Many cookie recipes call for resting the dough prior to baking, whether it be for 30 minutes, overnight, or even a full day. But when the craving for a freshly baked chocolate chip cookie hits, you may be tempted to skip this step. After all, is it really necessary? According to experts, the answer is usually yes: If your recipe calls for resting the cookie dough, it is likely for a good reason.

As King Arthur Baking explains, resting cookie dough can help your cookies taste better, as the resting process helps the flavor become more concentrated. As the dough chills in the fridge, it loses excess moisture: this, in turn, concentrates the remaining ingredients, yielding a more flavorful end product.
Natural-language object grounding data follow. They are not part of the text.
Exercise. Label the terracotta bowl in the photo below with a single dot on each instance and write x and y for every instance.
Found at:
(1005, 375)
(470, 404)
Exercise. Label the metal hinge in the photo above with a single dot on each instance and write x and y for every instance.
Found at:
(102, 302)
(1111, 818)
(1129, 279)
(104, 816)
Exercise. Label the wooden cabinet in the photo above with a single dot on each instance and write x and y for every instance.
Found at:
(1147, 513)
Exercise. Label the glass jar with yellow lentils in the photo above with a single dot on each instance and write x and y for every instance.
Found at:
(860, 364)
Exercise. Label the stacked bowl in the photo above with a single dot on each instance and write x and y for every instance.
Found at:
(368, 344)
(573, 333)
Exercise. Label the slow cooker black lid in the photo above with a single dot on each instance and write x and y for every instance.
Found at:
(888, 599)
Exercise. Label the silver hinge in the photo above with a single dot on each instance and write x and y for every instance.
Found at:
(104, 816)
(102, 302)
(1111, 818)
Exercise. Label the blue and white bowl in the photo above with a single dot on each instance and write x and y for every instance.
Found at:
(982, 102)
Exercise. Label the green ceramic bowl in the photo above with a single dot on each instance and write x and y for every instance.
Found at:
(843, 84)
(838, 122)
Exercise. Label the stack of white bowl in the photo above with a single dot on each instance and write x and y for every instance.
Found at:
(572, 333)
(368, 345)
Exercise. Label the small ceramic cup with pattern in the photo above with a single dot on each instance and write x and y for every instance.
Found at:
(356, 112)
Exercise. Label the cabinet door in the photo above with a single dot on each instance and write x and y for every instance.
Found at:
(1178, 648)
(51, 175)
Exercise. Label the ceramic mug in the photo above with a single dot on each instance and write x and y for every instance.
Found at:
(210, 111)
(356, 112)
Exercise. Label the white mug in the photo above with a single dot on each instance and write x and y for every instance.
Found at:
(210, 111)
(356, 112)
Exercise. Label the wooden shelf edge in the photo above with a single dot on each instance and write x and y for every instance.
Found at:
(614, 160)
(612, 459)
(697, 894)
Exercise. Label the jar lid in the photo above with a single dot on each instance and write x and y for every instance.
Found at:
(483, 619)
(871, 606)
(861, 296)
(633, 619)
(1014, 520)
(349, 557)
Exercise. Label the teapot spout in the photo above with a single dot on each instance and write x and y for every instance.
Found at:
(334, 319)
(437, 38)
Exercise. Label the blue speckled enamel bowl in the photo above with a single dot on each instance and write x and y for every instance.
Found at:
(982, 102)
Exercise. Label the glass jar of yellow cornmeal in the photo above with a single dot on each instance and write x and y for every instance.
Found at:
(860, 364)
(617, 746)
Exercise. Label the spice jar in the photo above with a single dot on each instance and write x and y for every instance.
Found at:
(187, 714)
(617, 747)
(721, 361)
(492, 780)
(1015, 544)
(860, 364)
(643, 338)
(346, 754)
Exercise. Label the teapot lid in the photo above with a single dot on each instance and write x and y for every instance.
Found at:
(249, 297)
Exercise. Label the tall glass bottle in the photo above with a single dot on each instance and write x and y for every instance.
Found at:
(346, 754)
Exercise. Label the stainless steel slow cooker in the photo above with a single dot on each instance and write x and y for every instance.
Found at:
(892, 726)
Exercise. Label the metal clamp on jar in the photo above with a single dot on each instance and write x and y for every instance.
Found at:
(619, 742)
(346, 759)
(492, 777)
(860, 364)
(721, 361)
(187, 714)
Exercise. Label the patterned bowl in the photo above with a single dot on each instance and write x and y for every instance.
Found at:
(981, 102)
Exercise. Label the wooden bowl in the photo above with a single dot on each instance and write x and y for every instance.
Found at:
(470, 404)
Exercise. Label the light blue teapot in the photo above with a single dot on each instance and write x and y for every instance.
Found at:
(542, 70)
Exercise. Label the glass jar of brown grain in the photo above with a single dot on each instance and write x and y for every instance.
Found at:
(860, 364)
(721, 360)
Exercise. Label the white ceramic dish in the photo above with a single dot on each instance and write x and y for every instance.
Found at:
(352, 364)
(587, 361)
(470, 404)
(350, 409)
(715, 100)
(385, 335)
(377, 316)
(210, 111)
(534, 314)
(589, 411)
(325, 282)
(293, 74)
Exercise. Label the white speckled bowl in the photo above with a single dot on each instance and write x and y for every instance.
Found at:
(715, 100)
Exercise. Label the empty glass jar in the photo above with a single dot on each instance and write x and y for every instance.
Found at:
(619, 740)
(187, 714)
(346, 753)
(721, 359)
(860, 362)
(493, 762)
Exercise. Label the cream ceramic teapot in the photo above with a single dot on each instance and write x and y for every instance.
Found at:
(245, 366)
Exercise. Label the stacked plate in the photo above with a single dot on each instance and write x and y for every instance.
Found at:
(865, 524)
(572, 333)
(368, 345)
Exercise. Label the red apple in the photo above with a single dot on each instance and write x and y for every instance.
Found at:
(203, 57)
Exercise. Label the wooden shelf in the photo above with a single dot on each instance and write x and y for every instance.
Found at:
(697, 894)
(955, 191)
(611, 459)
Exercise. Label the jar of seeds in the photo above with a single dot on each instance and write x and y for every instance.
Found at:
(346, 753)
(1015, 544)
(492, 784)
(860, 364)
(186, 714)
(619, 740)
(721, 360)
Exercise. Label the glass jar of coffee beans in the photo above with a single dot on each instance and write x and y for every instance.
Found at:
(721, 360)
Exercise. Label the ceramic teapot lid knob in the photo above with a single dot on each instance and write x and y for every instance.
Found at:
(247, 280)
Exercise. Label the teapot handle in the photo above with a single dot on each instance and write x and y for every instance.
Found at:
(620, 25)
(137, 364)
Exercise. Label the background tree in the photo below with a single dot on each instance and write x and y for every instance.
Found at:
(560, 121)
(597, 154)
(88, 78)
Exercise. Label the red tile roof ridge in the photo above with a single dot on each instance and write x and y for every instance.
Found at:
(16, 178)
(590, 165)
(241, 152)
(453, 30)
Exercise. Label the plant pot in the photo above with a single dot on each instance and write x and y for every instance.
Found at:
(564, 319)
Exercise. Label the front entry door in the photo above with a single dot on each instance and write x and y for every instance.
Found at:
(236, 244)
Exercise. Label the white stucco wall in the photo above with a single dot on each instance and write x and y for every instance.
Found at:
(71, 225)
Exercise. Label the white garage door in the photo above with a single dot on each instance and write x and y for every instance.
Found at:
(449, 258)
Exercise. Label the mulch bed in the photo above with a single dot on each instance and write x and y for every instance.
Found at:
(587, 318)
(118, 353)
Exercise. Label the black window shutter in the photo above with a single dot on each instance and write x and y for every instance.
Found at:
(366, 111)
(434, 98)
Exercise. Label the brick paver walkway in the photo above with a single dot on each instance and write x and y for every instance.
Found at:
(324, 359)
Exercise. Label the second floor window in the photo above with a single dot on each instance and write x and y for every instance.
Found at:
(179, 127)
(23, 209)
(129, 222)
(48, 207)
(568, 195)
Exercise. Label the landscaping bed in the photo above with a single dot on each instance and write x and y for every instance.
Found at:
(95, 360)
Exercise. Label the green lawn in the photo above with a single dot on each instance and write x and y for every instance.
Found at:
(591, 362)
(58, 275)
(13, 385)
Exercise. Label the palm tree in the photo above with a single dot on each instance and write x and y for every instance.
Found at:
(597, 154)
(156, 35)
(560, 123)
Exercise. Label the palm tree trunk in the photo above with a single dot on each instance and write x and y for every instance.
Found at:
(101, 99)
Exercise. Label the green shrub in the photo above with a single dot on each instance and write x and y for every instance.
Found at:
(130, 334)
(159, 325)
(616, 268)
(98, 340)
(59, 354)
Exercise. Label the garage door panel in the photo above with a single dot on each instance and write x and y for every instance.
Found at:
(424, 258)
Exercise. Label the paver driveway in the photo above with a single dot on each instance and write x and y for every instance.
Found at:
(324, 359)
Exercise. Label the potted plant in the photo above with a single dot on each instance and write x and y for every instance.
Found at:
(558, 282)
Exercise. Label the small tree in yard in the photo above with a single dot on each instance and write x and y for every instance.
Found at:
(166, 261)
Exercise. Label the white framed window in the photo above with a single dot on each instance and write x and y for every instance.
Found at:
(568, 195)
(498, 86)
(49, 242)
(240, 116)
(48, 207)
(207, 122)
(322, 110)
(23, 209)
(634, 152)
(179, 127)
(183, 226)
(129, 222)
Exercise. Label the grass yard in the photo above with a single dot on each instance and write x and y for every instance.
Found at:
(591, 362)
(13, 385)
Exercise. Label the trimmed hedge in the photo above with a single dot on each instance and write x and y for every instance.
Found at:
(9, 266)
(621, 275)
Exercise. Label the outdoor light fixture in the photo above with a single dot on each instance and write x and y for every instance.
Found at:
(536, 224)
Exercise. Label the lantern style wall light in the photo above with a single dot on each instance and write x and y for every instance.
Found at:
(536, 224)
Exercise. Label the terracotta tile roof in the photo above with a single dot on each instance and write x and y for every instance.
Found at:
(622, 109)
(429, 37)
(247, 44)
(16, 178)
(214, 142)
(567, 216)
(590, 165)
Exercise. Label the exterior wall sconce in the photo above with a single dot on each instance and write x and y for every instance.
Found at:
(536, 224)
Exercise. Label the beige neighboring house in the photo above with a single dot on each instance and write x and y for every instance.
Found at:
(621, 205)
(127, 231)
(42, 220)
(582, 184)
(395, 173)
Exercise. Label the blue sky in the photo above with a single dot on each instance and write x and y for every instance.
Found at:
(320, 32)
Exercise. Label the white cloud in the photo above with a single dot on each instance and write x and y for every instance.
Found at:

Martha Stewart added that as cookie dough ages, "naturally-occurring enzymes" in flour are able to break down, which "[leads] to increased browning."

In addition to impacting how your cookies taste, a resting period (also called "ripening" the dough, via The Kitchn) will likely also improve their texture. When a dough rests, its sugar levels become more concentrated as excess moisture is absorbed, per Bon Appétit. The higher the percentage of sugar in the dough, the more likely your cookies will turn out chewy on the inside and crispy on the outside.

Additionally, the magazine notes that resting cookie dough in the fridge has specific benefits: because chilling "[solidifies] the fat" in the dough, the cookies are less likely to spread during baking.

How long should I rest cookie dough for?

The recommended resting time for cookie dough varies from recipe to recipe. But according to The Kitchn, the decision can ultimately depend on what you're hoping to achieve. "If all you're looking for is less spreading, a quick 30 minutes should suffice," explained the publication. However, if you're hoping to cultivate a more complex flavor (i.e., help your cookies taste better) and better browning in your final product, you'll likely need longer. The Kitchn recommends a full 24-hour resting period in the fridge, while other sites, such as Taste of Home, claim that overnight is all you need.

However, per The Kitchn, it is important to remember that not every cookie dough benefits from ripening. In general, recipes "that [rely] on eggs to provide the bulk of the liquid content" — such as chocolate chip or sugar cookies — usually improve from a rest period. That being said, always defer to the recipe instructions. If the recipe calls for no resting period, you can be assured it's not a mistake.